OWORAC criticised the growing promotion of desalination plants as a “climate-resilient” solution. While acknowledging the urgency of water scarcity, it warned that desalination, often led by private companies under long-term contracts, is environmentally damaging, expensive, and exclusionary.

“Desalination is no panacea,” OWORAC said. “It is extremely energy-intensive, largely dependent on fossil fuels, and produces a concentrated salty waste called brine that pollutes marine ecosystems, destroys fisheries, and further dispossesses coastal communities,” it said.

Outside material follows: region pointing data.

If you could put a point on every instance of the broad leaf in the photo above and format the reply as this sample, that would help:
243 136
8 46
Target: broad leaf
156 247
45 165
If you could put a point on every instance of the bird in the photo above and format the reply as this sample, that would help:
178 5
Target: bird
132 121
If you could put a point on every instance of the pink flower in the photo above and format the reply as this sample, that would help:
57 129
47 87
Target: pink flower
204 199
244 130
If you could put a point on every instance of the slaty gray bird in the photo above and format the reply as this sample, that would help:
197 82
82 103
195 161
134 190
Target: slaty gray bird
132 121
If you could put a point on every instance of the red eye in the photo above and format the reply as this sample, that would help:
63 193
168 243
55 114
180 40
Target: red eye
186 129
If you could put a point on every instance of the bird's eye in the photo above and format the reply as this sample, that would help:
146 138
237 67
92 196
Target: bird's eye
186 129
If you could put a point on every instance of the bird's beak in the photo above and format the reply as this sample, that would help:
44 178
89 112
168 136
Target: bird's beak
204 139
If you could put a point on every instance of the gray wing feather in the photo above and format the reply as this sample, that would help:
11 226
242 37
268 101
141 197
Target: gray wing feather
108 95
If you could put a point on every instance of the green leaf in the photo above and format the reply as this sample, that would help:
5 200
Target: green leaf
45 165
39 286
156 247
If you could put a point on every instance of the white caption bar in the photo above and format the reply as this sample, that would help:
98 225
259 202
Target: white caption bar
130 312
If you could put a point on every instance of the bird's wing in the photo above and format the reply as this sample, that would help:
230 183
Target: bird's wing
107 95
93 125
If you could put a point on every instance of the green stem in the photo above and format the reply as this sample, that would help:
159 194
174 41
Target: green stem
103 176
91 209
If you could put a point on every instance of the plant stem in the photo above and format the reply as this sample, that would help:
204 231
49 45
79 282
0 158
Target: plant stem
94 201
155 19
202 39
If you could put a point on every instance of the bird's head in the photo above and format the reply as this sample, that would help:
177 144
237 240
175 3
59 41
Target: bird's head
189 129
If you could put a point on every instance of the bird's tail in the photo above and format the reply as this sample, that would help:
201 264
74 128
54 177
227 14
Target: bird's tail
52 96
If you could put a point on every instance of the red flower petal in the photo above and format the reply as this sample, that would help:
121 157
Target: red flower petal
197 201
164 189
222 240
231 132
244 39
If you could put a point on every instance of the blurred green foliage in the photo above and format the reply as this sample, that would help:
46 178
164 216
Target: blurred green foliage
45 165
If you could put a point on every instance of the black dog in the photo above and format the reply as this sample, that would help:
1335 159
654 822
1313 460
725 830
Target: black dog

Also speaking at the event, Neil Gupta, Water Campaign Director at Corporate Accountability, echoed OWORAC’s warnings and linked the water justice struggle to broader issues of corporate exploitation and neocolonial influence.

Gupta said, “Defending water is defending life itself Unfortunately, there is an entire industry that aims to exploit our need for water to profit.”

He then went on to accuse the governments of advanced countries and their  institutions of enabling and even profiting from water privatisation across the Global South.

He said, “From the World Bank to the IMF, international financial institutions foist privatisation and austerity on governments at the expense of the people. We’re also witnessing an alarming rate of direct Global North government interference in water.”

As an example, Gupta pointed to recent developments in Lagos, where the US government is reportedly backing “a multimillion-dollar corporate water scheme that has been shrouded in secrecy.”

“While some might try to convince us that certain schemes like public-private partnerships don’t count as privatisation, we can’t be fooled,” he said.

On his own part,  Executive Director of Corporate Accountability and Public Participation Africa (CAPPA), Akinbode Oluwafemi, who delivered the welcome address at the event,  lamented that at a time when urgent public investment is needed to shore up equitable and resilient water infrastructure, governments are instead bowing to pressure to privatise.

“While nature cries for justice in the face of the climate emergency, capital smells opportunity.“Multinational corporations now peddle desalination and other privatisation schemes as climate solutions, selling back to us the very water that belongs to the people.”

Adding, he said, “Today we reject these false solutions. We assert that the way we protect and govern water will determine whether our communities can endure the crises ahead.”